Que conseillez-vous aux parents dans votre accompagnement ?

Je passe mon temps à dire qu’il ne faut pas essayer de raisonner ses enfants parce qu’ils pensent qu’on est jaloux de ne pas détenir la « vérité ». Ensuite, ils doivent apprendre à évoquer ces fameux souvenirs d’enfance. Les parents d’Adèle cherchent des photos qui ont marqué sa vie pour toucher son cœur, puisqu’on ne peut pas raisonner avec elle. Quand l’enfant répond « Ah oui, je me souviens », le parent n’a qu’une envie, lui dire : « Espère de tarée, tu vas rentrer à la maison » et lui coller deux baffes. Mais si ça arrive, tout est foutu et on a trois mois sans appels. C’est très dur à mettre en place et ça demande un coaching de tous les instants. Au départ, on a la famille au téléphone trois heures par jour. Avec notre réseau, les mamans se coachent entre elles et coachent les pères. On a les parents de ceux qui sont partis, de ceux qui sont encore là, des groupes de paroles de jeunes filles désendoctrinées, etc. Tout le monde aide. Ils n’ont plus peur de dire : « Ma fille a une amie qui veut se marier par Skype avec un prince barbu. Vite, Dounia, essaie de la repérer. » Aujourd’hui, on a tout un réseau qui forme une chaîne humaine de la vie contre la mort et qui empêche d’autres ados de se faire kidnapper. On en a sauvé beaucoup grâce aux médias, au numéro vert du gouvernement et à cette chaîne humaine. Maintenant, quand des jeunes sont endoctrinés, on arrive à les sauver avant qu’ils ne partent.

Quel rôle jouent celles que vous nommez les « mères orphelines » dans ce réseau de solidarité ?

Pour moi, les mères ont un rôle spécial. Quelles que soient leurs origines sociales, leurs histoires, leurs quartiers, elles ont réussi à transcender leurs différences et à créer une solidarité d’écoute quand elles se réunissent pour échanger des bonnes pratiques. Elles m’ont submergée par leur douleur et leur force. Ce sont elles qui m’ont encouragée à écrire le livre : « il faut que tu portes notre parole et que les gens sachent que ça peut arriver à n’importe quel parent. » Face à la souffrance, je peux vous assurer qu’elles sont effondrées mais elles arrivent à rester droites. Elles mettent en place des stratégies, deviennent des détectives.

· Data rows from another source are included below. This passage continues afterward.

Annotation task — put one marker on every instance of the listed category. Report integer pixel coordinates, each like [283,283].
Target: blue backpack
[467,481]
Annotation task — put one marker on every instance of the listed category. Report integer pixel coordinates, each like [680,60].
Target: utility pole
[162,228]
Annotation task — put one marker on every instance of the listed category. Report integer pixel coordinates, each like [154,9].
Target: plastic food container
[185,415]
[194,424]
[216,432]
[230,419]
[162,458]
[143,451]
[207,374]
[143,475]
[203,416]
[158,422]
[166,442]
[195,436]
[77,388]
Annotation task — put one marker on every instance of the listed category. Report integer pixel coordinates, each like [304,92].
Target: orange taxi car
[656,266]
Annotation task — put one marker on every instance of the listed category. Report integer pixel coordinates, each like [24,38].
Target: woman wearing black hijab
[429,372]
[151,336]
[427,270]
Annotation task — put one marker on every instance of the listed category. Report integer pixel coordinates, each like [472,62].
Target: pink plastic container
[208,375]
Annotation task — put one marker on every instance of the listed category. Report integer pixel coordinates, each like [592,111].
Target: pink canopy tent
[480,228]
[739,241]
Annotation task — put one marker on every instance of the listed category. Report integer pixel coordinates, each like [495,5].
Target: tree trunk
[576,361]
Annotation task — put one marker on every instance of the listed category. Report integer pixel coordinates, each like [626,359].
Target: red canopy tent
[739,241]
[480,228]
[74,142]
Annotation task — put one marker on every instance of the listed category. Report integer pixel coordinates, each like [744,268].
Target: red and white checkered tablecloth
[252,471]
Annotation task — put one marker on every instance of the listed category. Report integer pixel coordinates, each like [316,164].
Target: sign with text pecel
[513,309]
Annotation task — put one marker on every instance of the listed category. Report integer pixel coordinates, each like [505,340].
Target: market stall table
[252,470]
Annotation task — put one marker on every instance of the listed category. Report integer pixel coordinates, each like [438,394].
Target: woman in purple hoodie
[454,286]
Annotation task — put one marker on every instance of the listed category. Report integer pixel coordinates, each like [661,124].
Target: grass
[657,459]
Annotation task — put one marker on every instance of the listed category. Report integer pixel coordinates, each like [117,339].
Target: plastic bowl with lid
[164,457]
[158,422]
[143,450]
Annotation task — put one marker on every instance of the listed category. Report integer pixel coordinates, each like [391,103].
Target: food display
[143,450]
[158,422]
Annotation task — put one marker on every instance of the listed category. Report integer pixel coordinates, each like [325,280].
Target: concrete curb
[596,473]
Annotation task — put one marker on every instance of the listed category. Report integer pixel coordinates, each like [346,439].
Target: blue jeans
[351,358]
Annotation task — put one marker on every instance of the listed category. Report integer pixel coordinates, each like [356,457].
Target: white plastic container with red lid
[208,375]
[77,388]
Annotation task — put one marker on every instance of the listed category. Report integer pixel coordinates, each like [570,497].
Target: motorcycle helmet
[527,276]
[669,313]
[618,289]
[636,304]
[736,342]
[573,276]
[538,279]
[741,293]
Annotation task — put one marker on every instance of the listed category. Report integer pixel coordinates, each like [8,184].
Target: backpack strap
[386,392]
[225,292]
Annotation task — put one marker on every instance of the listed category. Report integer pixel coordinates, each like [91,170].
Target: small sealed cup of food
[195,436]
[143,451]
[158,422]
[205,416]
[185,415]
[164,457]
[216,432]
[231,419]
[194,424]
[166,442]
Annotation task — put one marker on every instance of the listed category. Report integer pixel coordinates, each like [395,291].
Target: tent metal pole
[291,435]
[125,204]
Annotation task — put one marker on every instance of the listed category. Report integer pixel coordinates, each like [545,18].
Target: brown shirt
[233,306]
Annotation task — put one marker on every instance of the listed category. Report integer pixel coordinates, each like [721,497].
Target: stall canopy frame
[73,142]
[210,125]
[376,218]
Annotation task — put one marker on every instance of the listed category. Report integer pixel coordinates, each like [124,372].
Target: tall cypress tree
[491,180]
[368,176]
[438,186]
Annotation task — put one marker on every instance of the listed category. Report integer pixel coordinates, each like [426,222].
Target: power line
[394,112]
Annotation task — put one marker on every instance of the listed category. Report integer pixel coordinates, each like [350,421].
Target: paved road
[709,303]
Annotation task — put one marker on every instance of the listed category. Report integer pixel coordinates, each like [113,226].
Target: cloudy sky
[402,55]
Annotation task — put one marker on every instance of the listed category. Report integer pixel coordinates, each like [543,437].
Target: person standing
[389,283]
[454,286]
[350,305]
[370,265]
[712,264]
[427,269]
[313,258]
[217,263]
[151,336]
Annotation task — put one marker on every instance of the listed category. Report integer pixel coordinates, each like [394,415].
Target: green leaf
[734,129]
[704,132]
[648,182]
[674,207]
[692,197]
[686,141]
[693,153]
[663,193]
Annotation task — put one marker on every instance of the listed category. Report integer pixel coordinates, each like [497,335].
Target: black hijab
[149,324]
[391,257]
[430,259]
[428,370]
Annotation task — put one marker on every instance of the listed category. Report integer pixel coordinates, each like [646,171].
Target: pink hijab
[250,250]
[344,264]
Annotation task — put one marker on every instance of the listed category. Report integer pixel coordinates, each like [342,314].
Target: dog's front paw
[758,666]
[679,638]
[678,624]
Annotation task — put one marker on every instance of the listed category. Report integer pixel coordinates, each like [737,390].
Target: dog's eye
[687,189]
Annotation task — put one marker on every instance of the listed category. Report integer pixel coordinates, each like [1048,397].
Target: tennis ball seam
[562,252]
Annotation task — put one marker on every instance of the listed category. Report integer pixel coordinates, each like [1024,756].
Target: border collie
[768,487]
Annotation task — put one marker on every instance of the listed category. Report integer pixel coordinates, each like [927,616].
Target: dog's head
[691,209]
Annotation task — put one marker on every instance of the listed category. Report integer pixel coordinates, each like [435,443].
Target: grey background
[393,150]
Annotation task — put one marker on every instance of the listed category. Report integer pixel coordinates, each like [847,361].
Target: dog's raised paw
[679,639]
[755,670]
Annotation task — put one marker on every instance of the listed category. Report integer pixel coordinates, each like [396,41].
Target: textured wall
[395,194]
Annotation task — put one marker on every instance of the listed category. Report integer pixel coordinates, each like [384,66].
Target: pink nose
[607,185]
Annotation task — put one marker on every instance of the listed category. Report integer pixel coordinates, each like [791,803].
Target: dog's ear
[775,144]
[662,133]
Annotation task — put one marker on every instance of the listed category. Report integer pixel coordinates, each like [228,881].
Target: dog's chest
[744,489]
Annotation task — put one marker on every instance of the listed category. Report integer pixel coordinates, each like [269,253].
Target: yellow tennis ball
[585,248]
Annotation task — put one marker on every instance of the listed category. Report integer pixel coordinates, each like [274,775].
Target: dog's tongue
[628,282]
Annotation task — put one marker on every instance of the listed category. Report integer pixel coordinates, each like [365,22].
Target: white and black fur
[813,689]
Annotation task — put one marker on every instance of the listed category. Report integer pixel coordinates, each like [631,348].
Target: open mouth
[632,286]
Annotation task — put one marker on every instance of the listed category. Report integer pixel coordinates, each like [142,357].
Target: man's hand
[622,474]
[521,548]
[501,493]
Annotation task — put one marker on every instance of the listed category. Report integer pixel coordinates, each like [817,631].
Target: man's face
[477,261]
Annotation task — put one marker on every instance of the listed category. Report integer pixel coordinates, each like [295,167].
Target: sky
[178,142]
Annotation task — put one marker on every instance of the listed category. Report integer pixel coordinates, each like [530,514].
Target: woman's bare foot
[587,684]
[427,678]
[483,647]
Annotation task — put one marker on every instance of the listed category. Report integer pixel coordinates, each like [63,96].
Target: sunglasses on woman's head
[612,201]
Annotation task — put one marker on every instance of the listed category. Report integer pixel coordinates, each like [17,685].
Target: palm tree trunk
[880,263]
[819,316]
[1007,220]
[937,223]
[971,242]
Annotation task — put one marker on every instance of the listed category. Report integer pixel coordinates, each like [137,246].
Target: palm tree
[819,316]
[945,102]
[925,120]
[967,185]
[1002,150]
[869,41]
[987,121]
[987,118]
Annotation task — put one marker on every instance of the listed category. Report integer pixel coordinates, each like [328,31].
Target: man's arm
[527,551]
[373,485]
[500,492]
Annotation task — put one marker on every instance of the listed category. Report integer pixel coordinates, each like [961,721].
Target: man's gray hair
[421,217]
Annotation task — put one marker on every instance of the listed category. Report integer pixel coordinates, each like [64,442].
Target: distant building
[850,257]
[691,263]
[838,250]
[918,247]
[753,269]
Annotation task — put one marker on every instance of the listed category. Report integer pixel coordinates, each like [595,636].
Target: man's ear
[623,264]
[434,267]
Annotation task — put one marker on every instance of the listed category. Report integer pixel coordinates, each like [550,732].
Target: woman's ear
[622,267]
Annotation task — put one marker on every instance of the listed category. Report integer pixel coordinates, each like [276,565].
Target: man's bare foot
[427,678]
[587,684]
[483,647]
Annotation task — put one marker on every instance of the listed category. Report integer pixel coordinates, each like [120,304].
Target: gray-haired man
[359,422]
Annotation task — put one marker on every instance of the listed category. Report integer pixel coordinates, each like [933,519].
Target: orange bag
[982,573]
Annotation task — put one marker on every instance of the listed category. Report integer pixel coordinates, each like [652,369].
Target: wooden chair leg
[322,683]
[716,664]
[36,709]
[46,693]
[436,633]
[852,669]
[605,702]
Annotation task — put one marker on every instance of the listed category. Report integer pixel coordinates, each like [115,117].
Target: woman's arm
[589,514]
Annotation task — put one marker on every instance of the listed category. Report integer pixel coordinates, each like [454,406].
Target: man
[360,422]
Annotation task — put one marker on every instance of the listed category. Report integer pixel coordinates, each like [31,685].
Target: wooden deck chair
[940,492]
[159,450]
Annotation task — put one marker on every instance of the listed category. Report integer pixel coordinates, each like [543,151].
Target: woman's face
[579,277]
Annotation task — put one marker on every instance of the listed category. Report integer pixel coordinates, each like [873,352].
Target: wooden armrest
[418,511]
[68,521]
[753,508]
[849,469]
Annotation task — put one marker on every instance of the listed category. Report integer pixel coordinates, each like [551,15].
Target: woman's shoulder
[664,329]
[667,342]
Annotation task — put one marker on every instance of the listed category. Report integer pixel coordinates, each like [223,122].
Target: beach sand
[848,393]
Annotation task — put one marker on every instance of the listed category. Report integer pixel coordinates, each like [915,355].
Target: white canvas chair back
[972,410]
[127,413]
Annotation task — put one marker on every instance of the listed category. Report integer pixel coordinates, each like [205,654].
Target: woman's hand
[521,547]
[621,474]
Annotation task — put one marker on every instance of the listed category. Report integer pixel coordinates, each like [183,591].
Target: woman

Elles enregistrent les conversations, échangent les informations : « Qui est avec qui ? Ton fils, il est arrivé quand ? Ma fille et ton fils vont peut-être se marier ensemble. Demande-lui tel renseignement. » Elles sont dans la lutte, elles vont voir les ministres et les médias. Au début, quand j’appelais les premières concernées pour leur dire que je savais ce qu’elles vivaient, elles pleuraient et n’en revenaient pas que je les croie. Les terroristes arrivent à couper les enfants du monde et leurs mères avec. Mais tout cela a aujourd’hui changé grâce à notre réseau. Ça permet à la maman de retrouver un lien humain. Les mères m’ont aidée à comprendre le processus. C’est comme si on avait co-écrit le livre. Elles ont beaucoup apporté en termes d’information et de protection, y compris au ministère de l’Intérieur. La France leur doit beaucoup.